Stormwater Management

The City has adopted a Stormwater Management Plan to help improve water quality in the catchment. The plan focuses on the retrofitting of traditional stormwater systems to current best management practices. This includes the decommissioning of sumps, installation of gross pollutant traps, stormwater harvesting and the implementation of water sensitive urban design. The objectives of the stormwater management plan are:
  • Protection of property from flooding 
  • Improvement of water quality throughout the catchment 
  • Removal of stormwater outlets into Mandurah waterways 
  • Retrofitting of traditional stormwater systems such as fenced sumps 
  • Retention and restoration of bushland and buffer zones around wetlands 
  • Increasing amenity of the urban form and public open space 
  • Promotion of sustainable practices in the community. 

What is Water Sensitive Urban Design?

Water sensitive urban design is an urban design approach into drainage and stormwater management to improve the management of the urban water cycle.

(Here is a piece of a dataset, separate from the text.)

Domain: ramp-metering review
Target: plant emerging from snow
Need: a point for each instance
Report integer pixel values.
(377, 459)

It is a holistic approach that aims to improve water quality by minimising run off. Water sensitive urban design encourages water efficiency and in particular the reuse of water harvested in urban areas.

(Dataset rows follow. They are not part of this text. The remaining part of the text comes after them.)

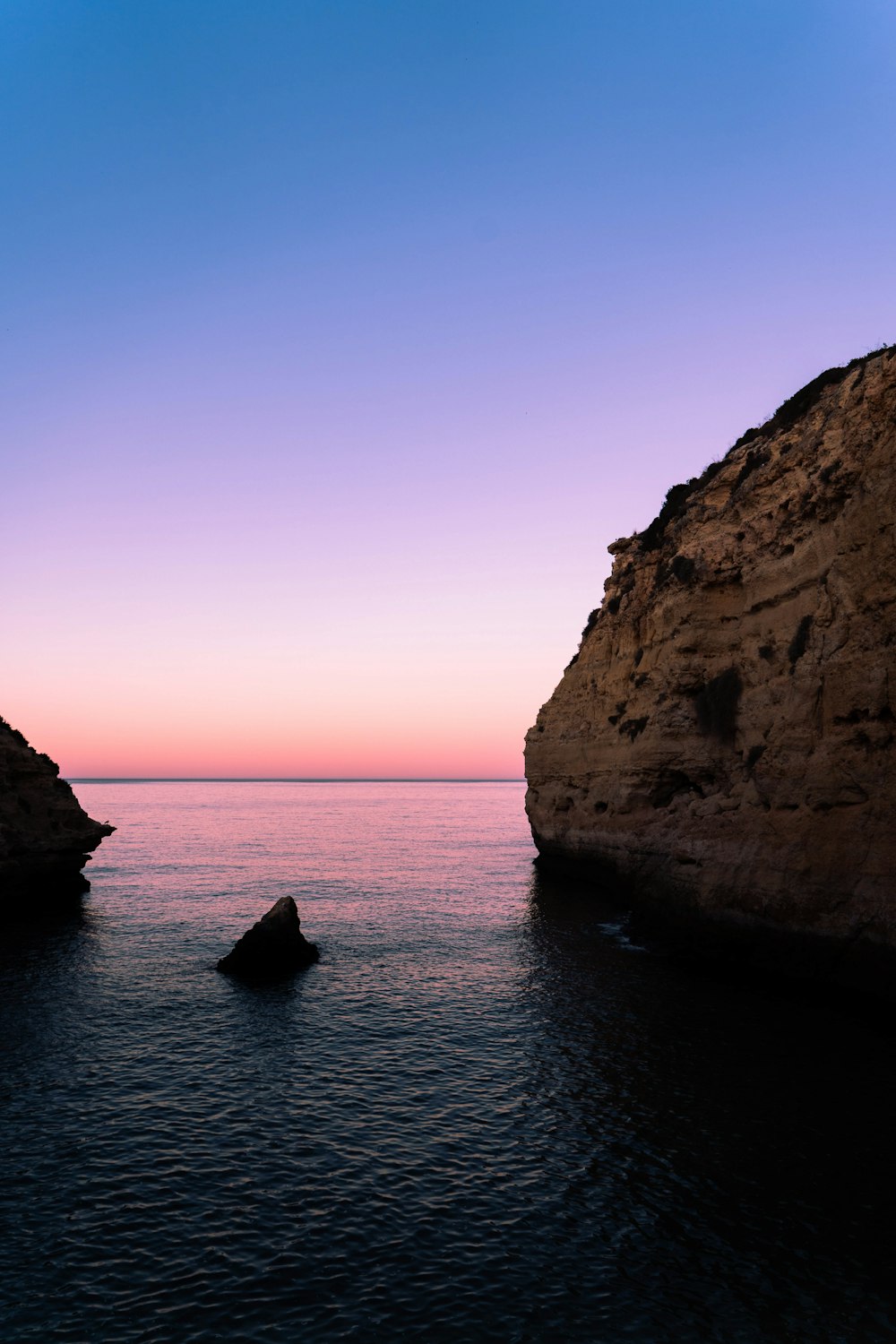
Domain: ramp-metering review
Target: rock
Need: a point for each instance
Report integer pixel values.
(46, 838)
(724, 739)
(273, 948)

Onsite infiltration of stormwater, stormwater treatment measures and stormwater harvesting is encouraged to increase water efficiency and improve water quality.

Water sensitive urban design principles are now recognised as best management practice for stormwater management and have been widely adopted by local governments in the Peel-Harvey catchment. The City has joined other local governments in the region in adopting a Water Sensitive Urban Design Local Planning Policy to ensure new development is consistent with the principles of water sensitive urban design.

The City is a partner in the Cooperative Research Centre for Water Sensitive Cities that brings together university, industry, and government partners to help cities respond to pressing water problems for the benefit of current and future generations.